Singles And Dating Open Question I Feel Like Ill Never Have A Boyfriend

Singles And Dating Open Question I Feel Like Ill Never Have A Boyfriend
Ugh Its so frustrating when you see couples walk down the hallway and they look so happy and stuff.
I know that I'm still young I'm only 15 going on 16 in a few months and I have awhile before I need to be worrying about these things. But I feel like I'm ready for a relationship you know. There's these two guys that I REALLY like that go to my high school.One of the guys is best friends with my brother so I see him a lot more. When he comes over are house to play basketball I get so happy and we kind of flirt play fight and stuff like that.But it annoys me when we get to school he doesn't say hi to me. So I take that is that he doesn't want to talk to me or like me in that way. Sometimes we talk in school but then again I don't see him talking to that many girls hes always with the guys. The other guy I like Ive had a crush on since Middle school. I see him in the hallway and sometimes we talk. We walk together to English But I'm the one stopping at his locker waiting for him. Idk I don't wanna seem thirsty stopping by his locker everyday and I'm not sure if hes even into me like that. Plus I don't have any classes with him this semester(same with other guy) so we really only see each other in the hall and same with him i don't see him talking to a lot of girls. Sigh Ive never had an actual relationship that lasted longer than a week :/ The last guy i was with was so nasty all he wanted to do was talk about sex :/ So I guess he was trying to see if he could get something out of me.
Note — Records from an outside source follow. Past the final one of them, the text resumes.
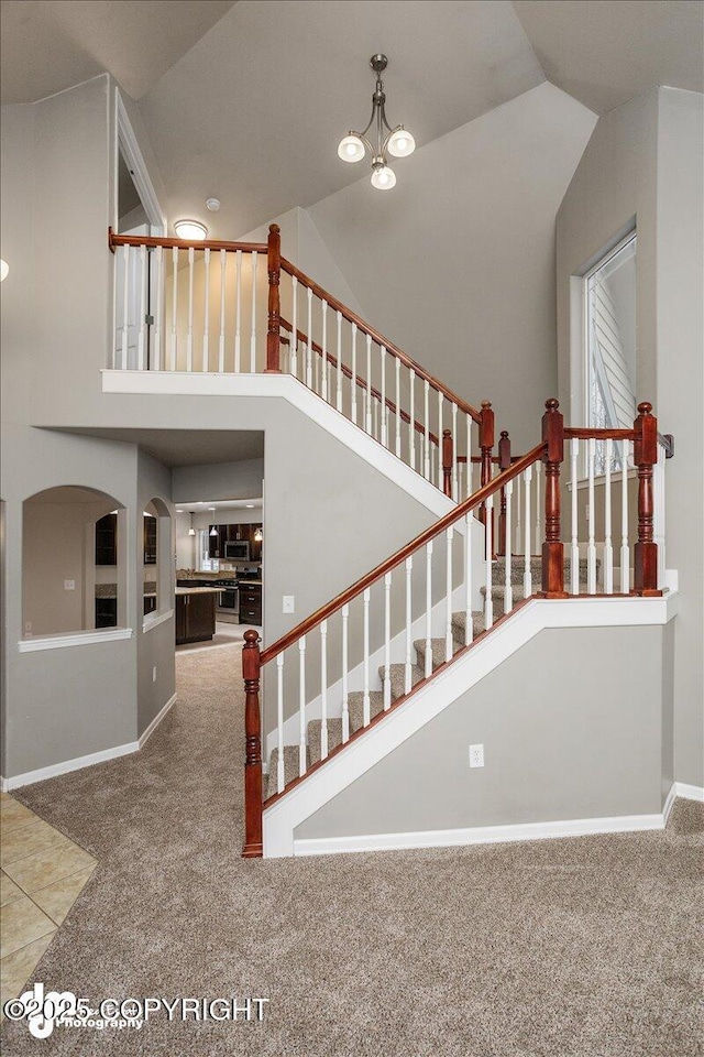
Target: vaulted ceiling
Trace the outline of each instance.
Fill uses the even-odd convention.
[[[2,101],[110,70],[139,100],[169,217],[216,237],[360,178],[336,149],[366,124],[374,52],[389,118],[419,145],[544,80],[595,112],[656,85],[704,90],[698,0],[3,0],[1,14]]]

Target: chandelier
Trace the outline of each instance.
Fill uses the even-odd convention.
[[[370,66],[376,74],[376,88],[372,96],[370,123],[363,132],[350,130],[338,148],[338,154],[343,162],[361,162],[365,148],[369,150],[372,156],[372,187],[376,187],[377,190],[391,190],[396,183],[396,173],[388,165],[387,152],[394,157],[408,157],[416,150],[416,141],[410,132],[407,132],[403,124],[392,129],[386,120],[386,95],[382,73],[386,69],[387,63],[386,55],[372,55]],[[375,137],[376,143],[373,143],[366,134],[372,126],[374,129],[371,134]]]

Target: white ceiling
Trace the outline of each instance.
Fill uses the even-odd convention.
[[[2,0],[2,98],[109,69],[140,100],[169,218],[237,238],[360,178],[336,149],[366,124],[374,52],[389,119],[422,145],[546,79],[596,112],[702,91],[703,39],[698,0]]]

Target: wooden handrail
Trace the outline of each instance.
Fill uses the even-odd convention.
[[[327,290],[323,290],[315,280],[310,279],[309,275],[306,275],[305,272],[301,272],[299,268],[296,268],[295,264],[292,264],[290,261],[287,261],[286,258],[282,257],[282,271],[287,272],[289,275],[298,280],[299,283],[302,283],[304,286],[311,290],[317,297],[320,297],[321,301],[327,302],[328,305],[334,310],[341,313],[348,323],[354,323],[359,330],[362,330],[364,334],[369,334],[373,341],[377,345],[383,345],[387,352],[391,352],[392,356],[395,356],[402,361],[407,368],[409,368],[417,378],[421,378],[424,381],[429,382],[429,384],[439,393],[442,393],[451,403],[457,404],[460,411],[463,411],[465,414],[470,415],[474,422],[481,423],[482,412],[477,411],[476,407],[472,407],[471,404],[468,404],[466,401],[462,400],[461,396],[458,396],[457,393],[453,393],[451,389],[448,389],[447,385],[443,385],[442,382],[438,381],[437,378],[433,378],[428,371],[416,363],[415,360],[411,360],[403,349],[399,349],[397,345],[394,345],[393,341],[387,341],[386,338],[378,333],[374,327],[371,327],[369,323],[365,323],[361,316],[358,316],[355,312],[352,312],[351,308],[348,308],[346,305],[343,305],[334,294],[329,293]]]
[[[114,253],[116,246],[163,246],[178,250],[241,250],[243,253],[266,253],[266,242],[222,242],[216,239],[162,239],[147,235],[117,235],[108,228],[108,246]]]
[[[540,444],[537,444],[535,448],[515,462],[509,470],[504,470],[503,473],[499,473],[498,477],[495,477],[493,481],[488,482],[488,484],[477,489],[473,495],[470,495],[469,499],[465,499],[463,503],[460,503],[459,506],[455,506],[455,509],[451,510],[450,513],[446,514],[439,521],[436,521],[432,525],[430,525],[429,528],[426,528],[418,536],[416,536],[415,540],[411,540],[410,543],[407,543],[405,547],[402,547],[389,558],[386,558],[384,562],[382,562],[381,565],[377,565],[375,569],[372,569],[371,573],[367,573],[365,576],[359,579],[356,584],[352,585],[352,587],[349,587],[346,590],[342,591],[342,593],[338,595],[337,598],[333,598],[332,601],[321,606],[320,609],[316,610],[315,613],[311,613],[310,617],[307,617],[306,620],[301,620],[301,622],[293,628],[287,634],[282,635],[280,639],[277,639],[276,642],[272,643],[271,646],[262,652],[262,664],[264,665],[270,661],[273,661],[274,657],[276,657],[279,653],[283,653],[283,651],[287,650],[288,646],[293,645],[294,642],[297,642],[301,635],[307,634],[321,621],[327,620],[328,617],[337,612],[337,610],[341,609],[343,606],[346,606],[348,602],[351,602],[353,598],[356,598],[358,595],[361,595],[362,591],[375,584],[376,580],[381,579],[381,577],[383,577],[386,573],[389,573],[406,558],[410,557],[411,554],[422,547],[426,543],[429,543],[430,540],[435,540],[437,535],[453,525],[455,521],[459,521],[465,514],[469,514],[470,511],[474,510],[475,506],[486,502],[488,497],[493,495],[501,488],[503,488],[507,481],[512,481],[515,477],[518,477],[519,473],[522,473],[522,471],[529,466],[532,466],[532,464],[542,456],[544,447],[544,442],[541,440]]]
[[[284,319],[284,317],[280,316],[278,322],[279,322],[279,326],[282,326],[284,330],[287,330],[289,334],[293,334],[294,327],[293,327],[293,324],[288,322],[288,319]],[[296,335],[299,341],[302,341],[304,345],[308,345],[308,335],[304,330],[300,330],[298,327],[296,327]],[[322,346],[318,345],[317,341],[311,341],[310,348],[314,350],[314,352],[317,352],[318,356],[323,355]],[[338,361],[336,357],[332,355],[332,352],[326,352],[324,355],[328,360],[328,363],[330,363],[332,367],[337,369]],[[340,370],[342,371],[345,378],[352,379],[352,370],[346,366],[346,363],[340,363]],[[355,381],[356,381],[356,384],[360,386],[360,389],[362,389],[364,392],[367,391],[366,382],[360,374],[355,375]],[[375,400],[378,400],[381,402],[382,394],[380,393],[378,389],[376,389],[374,385],[370,385],[369,392]],[[392,414],[395,415],[397,413],[396,404],[393,402],[393,400],[391,400],[391,397],[386,396],[384,400],[384,403],[386,407],[392,412]],[[400,415],[400,418],[403,422],[405,422],[406,424],[410,423],[410,415],[408,414],[407,411],[404,411],[403,407],[398,412],[398,414]],[[426,435],[425,427],[421,426],[421,424],[418,422],[417,418],[414,419],[414,428],[416,429],[417,433],[422,434],[422,436],[425,437]],[[430,440],[431,444],[436,444],[436,445],[438,444],[438,437],[436,436],[435,433],[431,433],[430,431],[428,431],[428,439]]]

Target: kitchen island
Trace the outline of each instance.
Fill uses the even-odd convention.
[[[206,642],[216,633],[215,587],[176,588],[176,645]]]

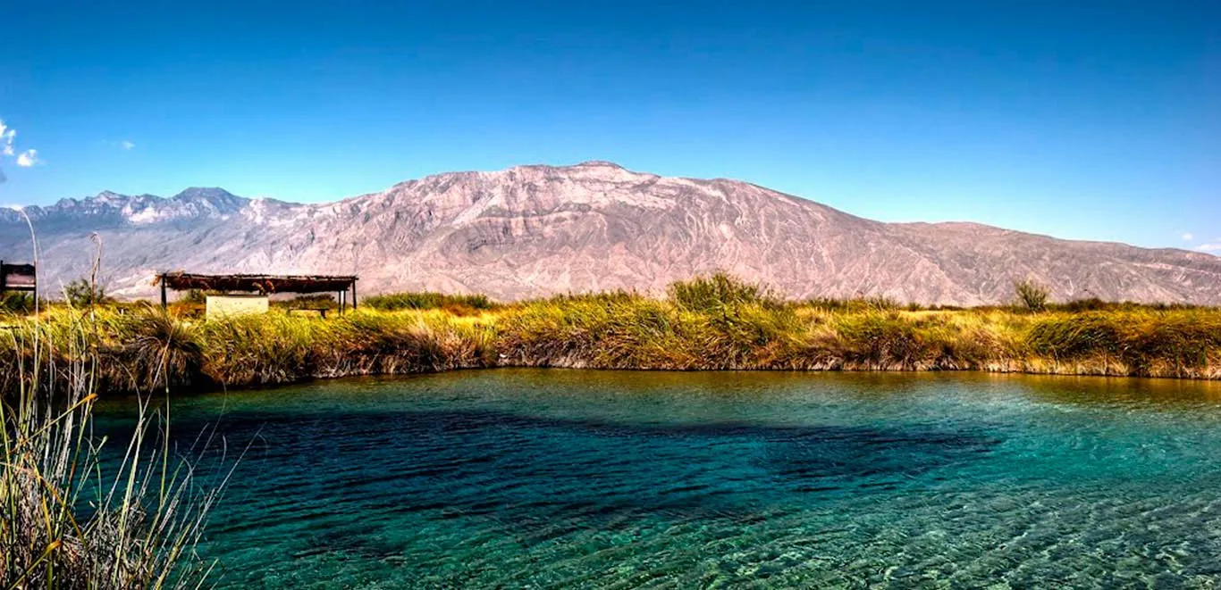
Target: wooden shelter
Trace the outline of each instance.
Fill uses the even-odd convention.
[[[166,290],[223,293],[253,293],[272,295],[277,293],[335,293],[339,311],[352,293],[352,308],[357,308],[357,277],[331,274],[193,274],[184,272],[161,273],[153,282],[161,285],[161,307],[166,306]]]
[[[34,265],[9,265],[0,260],[0,293],[38,293],[38,273]]]

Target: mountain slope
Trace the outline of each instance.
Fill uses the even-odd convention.
[[[162,269],[360,274],[360,290],[487,293],[510,300],[658,291],[724,269],[795,297],[885,295],[977,305],[1015,277],[1057,299],[1221,304],[1221,258],[1067,241],[971,223],[889,224],[735,180],[663,178],[607,162],[458,172],[325,205],[220,189],[171,199],[103,193],[27,210],[44,283],[88,272],[96,232],[112,293],[151,293]],[[0,211],[0,257],[28,258]]]

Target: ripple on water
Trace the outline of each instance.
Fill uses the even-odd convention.
[[[230,588],[1221,579],[1209,397],[1150,401],[1125,385],[1092,400],[1046,379],[919,378],[890,396],[889,380],[729,379],[748,379],[744,399],[703,378],[684,389],[664,375],[657,391],[613,373],[590,373],[582,396],[571,389],[586,373],[563,373],[562,393],[547,374],[227,400],[239,410],[221,430],[256,442],[201,551]],[[283,403],[293,391],[299,406]],[[177,412],[178,432],[217,417],[206,399]]]

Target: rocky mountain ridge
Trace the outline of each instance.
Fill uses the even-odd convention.
[[[882,223],[729,179],[667,178],[609,162],[435,174],[330,204],[187,189],[103,193],[26,212],[44,284],[84,274],[104,244],[121,296],[159,271],[357,273],[363,293],[435,289],[502,300],[636,289],[728,271],[792,297],[1007,300],[1015,278],[1057,299],[1221,305],[1221,257],[1068,241],[974,223]],[[18,226],[20,223],[20,226]],[[0,210],[0,257],[28,232]]]

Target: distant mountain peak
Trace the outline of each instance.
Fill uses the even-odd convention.
[[[606,160],[587,160],[585,162],[578,163],[574,167],[578,167],[578,168],[617,168],[617,169],[628,169],[628,168],[624,168],[623,166],[619,166],[619,165],[617,165],[614,162],[608,162]]]
[[[110,293],[149,295],[159,268],[358,273],[365,293],[496,299],[604,289],[663,293],[726,271],[792,297],[978,305],[1032,277],[1059,300],[1221,304],[1221,258],[1056,240],[971,223],[880,223],[763,187],[667,178],[606,161],[438,173],[327,204],[193,187],[170,199],[105,191],[29,207],[48,282],[71,280],[107,238]],[[28,251],[0,211],[0,257]],[[21,230],[18,230],[21,229]]]
[[[241,197],[220,187],[188,187],[177,195],[171,196],[170,199],[175,201],[189,201],[199,199],[211,200],[211,199],[241,199]]]

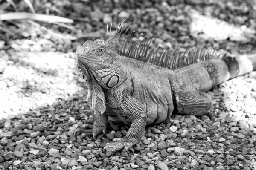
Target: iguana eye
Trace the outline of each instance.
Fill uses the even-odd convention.
[[[102,53],[102,52],[104,52],[104,51],[105,51],[105,49],[104,48],[101,48],[100,49],[99,49],[99,53]]]

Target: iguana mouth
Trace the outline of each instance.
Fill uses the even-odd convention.
[[[80,73],[80,76],[83,78],[85,82],[87,82],[87,81],[90,81],[90,80],[96,80],[92,72],[90,71],[87,67],[79,60],[77,62],[77,68]]]
[[[82,66],[81,66],[81,65]],[[81,68],[81,66],[82,68]],[[79,72],[80,73],[80,76],[81,76],[83,78],[83,79],[87,81],[87,79],[86,78],[89,76],[90,74],[86,67],[81,62],[78,62],[77,69],[79,70]]]

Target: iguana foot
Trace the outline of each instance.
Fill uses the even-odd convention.
[[[75,135],[76,135],[78,134],[82,133],[82,137],[92,136],[96,140],[97,136],[102,133],[106,135],[106,131],[107,126],[84,124],[81,127],[76,130]]]
[[[104,149],[111,153],[123,148],[128,150],[132,145],[138,143],[139,141],[134,139],[129,139],[126,137],[116,138],[108,142]]]

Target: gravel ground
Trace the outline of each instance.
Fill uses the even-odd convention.
[[[128,152],[106,155],[103,149],[128,129],[113,121],[106,136],[96,141],[75,136],[78,127],[93,120],[87,87],[75,68],[74,50],[86,38],[70,37],[105,32],[105,24],[113,22],[114,28],[129,12],[135,30],[177,45],[209,44],[234,54],[256,51],[256,17],[247,1],[107,1],[85,6],[63,1],[65,8],[76,9],[63,14],[77,19],[72,32],[44,25],[54,34],[30,26],[37,31],[28,29],[26,38],[0,40],[0,168],[256,169],[256,71],[208,92],[214,104],[206,115],[174,115],[147,127]]]

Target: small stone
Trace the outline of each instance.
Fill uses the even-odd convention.
[[[192,123],[192,122],[193,122],[193,121],[190,118],[186,118],[184,119],[184,122],[185,123],[186,123],[188,124],[188,123]]]
[[[237,158],[237,159],[239,161],[244,161],[245,160],[245,159],[242,155],[238,155],[236,157]]]
[[[167,135],[165,134],[161,134],[159,135],[159,138],[162,141],[164,141],[167,138]]]
[[[1,139],[1,142],[0,142],[0,144],[2,146],[6,146],[8,144],[8,140],[7,140],[7,138],[6,137],[4,137]]]
[[[244,135],[242,134],[238,134],[237,135],[237,136],[236,136],[236,137],[237,138],[238,138],[239,139],[243,139],[243,138],[246,138],[246,136],[245,135]]]
[[[160,144],[158,146],[158,149],[162,150],[163,149],[167,149],[167,148],[169,147],[169,146],[168,144]]]
[[[239,130],[239,128],[237,127],[231,127],[230,128],[230,132],[236,132]]]
[[[193,159],[191,161],[190,163],[190,167],[193,168],[195,168],[199,166],[199,164],[195,159]]]
[[[189,155],[189,156],[195,156],[195,153],[192,150],[185,150],[183,152],[183,154],[185,155]]]
[[[32,153],[34,155],[36,155],[38,153],[40,152],[40,150],[31,150],[29,151],[29,153]]]
[[[216,167],[216,169],[219,170],[224,170],[225,167],[222,165],[219,165]]]
[[[23,153],[21,152],[15,151],[13,152],[13,155],[15,158],[20,158],[23,156]]]
[[[175,132],[178,129],[178,128],[175,126],[172,126],[171,127],[170,127],[169,128],[169,129],[172,132]]]
[[[120,157],[118,156],[114,156],[111,159],[112,161],[115,161],[116,162],[119,162],[120,160]]]
[[[141,160],[138,160],[138,161],[137,161],[137,162],[136,162],[136,164],[140,167],[142,167],[143,165],[146,164],[146,163],[145,162],[144,162],[144,161],[142,161]]]
[[[206,153],[209,155],[212,155],[215,154],[215,153],[213,150],[209,150]]]
[[[20,161],[19,160],[16,160],[16,161],[14,161],[13,164],[14,165],[17,165],[20,164],[22,162],[21,161]]]
[[[32,132],[30,133],[30,137],[31,138],[35,138],[40,134],[40,132],[36,131]]]
[[[207,134],[201,134],[198,136],[198,140],[202,140],[204,139],[204,138],[207,137]]]
[[[136,169],[136,168],[138,168],[138,167],[139,167],[140,166],[139,165],[135,165],[134,164],[132,164],[131,165],[131,167],[132,168],[134,168],[134,169]]]
[[[234,164],[234,161],[232,159],[229,159],[227,160],[227,163],[228,166],[231,166]]]
[[[155,170],[156,168],[154,165],[149,165],[148,167],[148,170]]]
[[[219,139],[219,142],[224,142],[226,141],[226,139],[224,138],[221,138]]]
[[[60,153],[60,151],[58,150],[56,150],[55,149],[54,149],[54,148],[51,149],[48,151],[48,153],[49,154],[49,155],[52,155],[52,156],[56,156],[57,155],[58,155],[59,153]]]
[[[179,161],[181,161],[186,158],[187,158],[187,157],[186,155],[180,155],[178,156],[178,160]]]
[[[55,139],[56,137],[58,136],[58,135],[48,135],[45,138],[46,141],[49,141],[52,139]]]
[[[24,134],[30,134],[31,133],[32,133],[32,131],[27,129],[24,129],[24,130],[23,130],[23,133]]]
[[[38,161],[34,161],[31,163],[31,166],[35,168],[38,168],[41,165],[41,162]]]
[[[157,167],[158,167],[160,170],[168,170],[168,167],[167,167],[167,165],[161,161],[159,161],[157,163]]]
[[[176,147],[174,148],[174,152],[177,153],[178,155],[182,155],[185,149],[179,147]]]

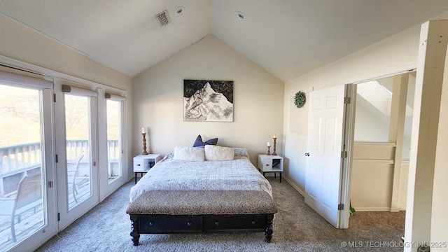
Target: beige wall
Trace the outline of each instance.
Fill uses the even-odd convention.
[[[234,122],[184,122],[183,79],[233,80]],[[164,155],[176,146],[192,146],[201,134],[204,141],[218,137],[218,145],[248,148],[253,162],[267,151],[266,142],[276,134],[277,153],[283,153],[284,83],[212,34],[132,83],[134,155],[143,151],[142,127],[149,131],[150,153]]]
[[[448,13],[435,19],[448,18]],[[285,83],[284,135],[284,155],[288,167],[285,176],[297,188],[304,188],[307,134],[298,134],[290,116],[290,97],[297,91],[309,92],[337,85],[352,83],[416,67],[420,25],[387,38],[329,65],[299,76]],[[307,125],[307,118],[301,118]],[[306,130],[301,130],[301,132]]]
[[[419,35],[419,27],[414,27],[330,65],[286,82],[284,107],[290,106],[289,97],[298,90],[311,91],[359,81],[372,76],[381,77],[382,73],[393,71],[401,66],[412,65],[416,61]],[[307,125],[307,118],[303,117],[302,120],[304,125]],[[285,113],[284,153],[288,164],[285,176],[303,190],[306,162],[305,156],[302,154],[307,152],[307,134],[295,133],[293,126],[289,125],[289,121],[290,118]]]
[[[448,12],[435,17],[433,20],[448,19]],[[382,74],[392,74],[393,71],[404,70],[405,66],[416,66],[418,49],[419,43],[420,25],[414,27],[398,34],[392,36],[371,46],[367,47],[353,53],[331,64],[316,69],[307,74],[300,76],[285,83],[284,94],[284,156],[287,161],[288,169],[285,172],[286,179],[291,181],[299,190],[303,190],[305,186],[306,163],[303,155],[307,150],[307,135],[297,134],[291,130],[288,122],[287,108],[290,99],[291,94],[298,90],[309,91],[313,89],[321,89],[330,86],[351,83],[372,78],[381,77]],[[443,104],[442,104],[443,105]],[[448,118],[444,115],[440,117],[440,125],[444,125],[448,122]],[[303,118],[304,125],[307,124],[307,118]],[[447,128],[446,127],[444,129]],[[448,138],[446,130],[440,130],[438,139]],[[446,192],[448,190],[448,179],[446,167],[446,144],[438,142],[438,153],[436,159],[438,162],[435,169],[434,192],[433,194],[433,207],[427,211],[432,211],[431,241],[444,241],[447,238],[447,215],[444,214],[447,201]],[[442,154],[444,153],[444,154]],[[415,158],[412,157],[411,159]],[[412,175],[412,174],[410,174]],[[409,180],[414,178],[409,178]],[[444,182],[445,181],[445,182]],[[412,186],[410,184],[410,186]],[[408,188],[413,192],[412,188]],[[414,195],[413,193],[410,195]],[[430,195],[428,195],[430,197]],[[410,200],[407,199],[409,201]],[[416,204],[419,204],[416,202]],[[407,206],[407,208],[409,207]],[[418,218],[419,216],[414,216]],[[408,234],[411,235],[411,234]],[[413,248],[415,251],[416,248]],[[432,248],[431,248],[432,250]]]

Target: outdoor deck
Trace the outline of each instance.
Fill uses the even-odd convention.
[[[78,195],[76,199],[78,202],[81,202],[90,195],[90,183],[88,179],[77,179],[76,190]],[[71,193],[71,186],[69,188],[69,206],[76,205],[75,200]],[[0,251],[4,251],[13,246],[10,230],[10,216],[0,216]],[[18,223],[15,218],[15,237],[17,242],[20,242],[23,239],[27,237],[30,234],[34,233],[36,230],[41,228],[44,223],[43,212],[42,206],[36,209],[34,214],[31,209],[22,215],[22,221]]]

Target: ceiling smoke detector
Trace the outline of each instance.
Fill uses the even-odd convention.
[[[183,6],[177,7],[176,10],[174,10],[174,14],[176,15],[182,15],[182,13],[183,13],[183,10],[185,10],[185,8]]]
[[[246,15],[244,15],[244,13],[243,13],[241,11],[237,11],[237,16],[239,18],[239,19],[241,19],[241,20],[244,20],[246,19]]]
[[[157,19],[157,20],[159,22],[159,25],[160,25],[160,27],[167,25],[168,24],[169,24],[169,16],[168,15],[168,12],[167,10],[164,10],[158,15],[155,15],[155,19]]]

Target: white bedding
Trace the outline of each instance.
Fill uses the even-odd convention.
[[[248,157],[232,161],[178,161],[172,154],[158,162],[131,188],[132,202],[149,190],[263,190],[272,197],[267,180]]]

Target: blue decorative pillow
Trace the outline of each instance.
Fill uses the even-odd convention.
[[[201,135],[198,135],[197,137],[196,138],[196,140],[195,140],[195,144],[193,144],[193,147],[204,148],[204,146],[207,144],[216,145],[216,144],[218,144],[217,138],[211,139],[204,142],[202,141],[202,137],[201,136]]]

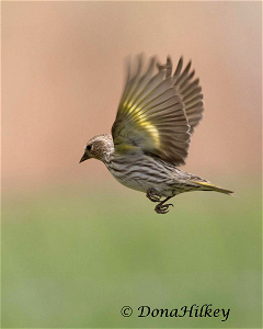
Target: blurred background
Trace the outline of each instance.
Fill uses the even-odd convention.
[[[262,327],[261,5],[2,2],[2,327]],[[78,163],[141,52],[193,60],[206,111],[183,170],[236,197],[185,193],[161,216]],[[136,316],[193,304],[231,310]]]

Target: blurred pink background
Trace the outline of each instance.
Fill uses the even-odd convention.
[[[111,132],[124,58],[141,52],[183,55],[201,78],[205,117],[183,169],[231,189],[260,173],[261,14],[261,2],[2,2],[4,191],[110,179],[78,162]]]

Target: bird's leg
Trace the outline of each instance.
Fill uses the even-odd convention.
[[[172,196],[168,196],[167,198],[164,198],[163,201],[161,201],[160,203],[158,203],[158,205],[156,206],[155,211],[157,212],[157,214],[167,214],[169,212],[169,206],[173,204],[172,203],[168,203],[164,204],[164,202],[167,202],[169,198],[171,198]]]
[[[161,194],[153,188],[150,188],[147,190],[146,196],[151,202],[160,202],[161,201]]]

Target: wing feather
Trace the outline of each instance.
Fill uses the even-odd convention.
[[[172,76],[172,61],[159,65],[156,57],[142,72],[142,55],[137,66],[127,65],[127,79],[112,127],[115,150],[142,151],[176,166],[187,157],[191,133],[204,110],[199,80],[190,61],[184,70],[181,57]],[[158,67],[159,71],[155,72]]]

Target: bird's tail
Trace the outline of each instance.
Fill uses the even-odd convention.
[[[220,192],[220,193],[228,194],[228,195],[231,195],[233,193],[233,191],[216,186],[209,182],[201,182],[201,181],[194,181],[194,180],[192,182],[195,183],[196,185],[199,185],[201,191],[216,191],[216,192]]]

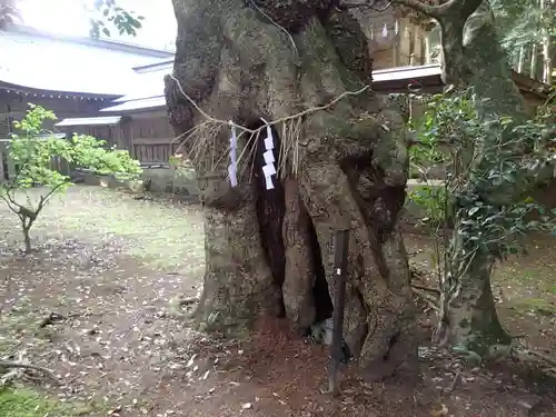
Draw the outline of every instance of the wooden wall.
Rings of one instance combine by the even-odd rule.
[[[373,69],[426,63],[427,32],[394,8],[384,11],[354,10],[369,40]]]

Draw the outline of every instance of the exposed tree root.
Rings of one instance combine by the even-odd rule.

I'm kind of shy when you first get to know me but after we talk for a few mins I cant stop talking lol. Sometimes I get insecure about my looks because Ive been bullied bad in 3rd - 8th grade those where so pretty rough years I got called ugly a lot but i started to get over it freshman year. I don't think im "UGLY" Ive been told by some people that im pretty even by some guys online. I'm not sure if race has anything to do with it but im African American and one of the guys is Turkish(my brothers best friend) and I think the other guy is Serbian and Hispanic not sure. I don't really see a lot of interracial couples at my school if there is their always like white and Hispanic or white and Asian etc people around the same skin tone. Sigh Idk what to do should I keep trying with these two or just wait and focus on school and worry about guys later.

Thank you If you read this whole thing i know its long lol sorry about that but its kinda been on my mind for awhile.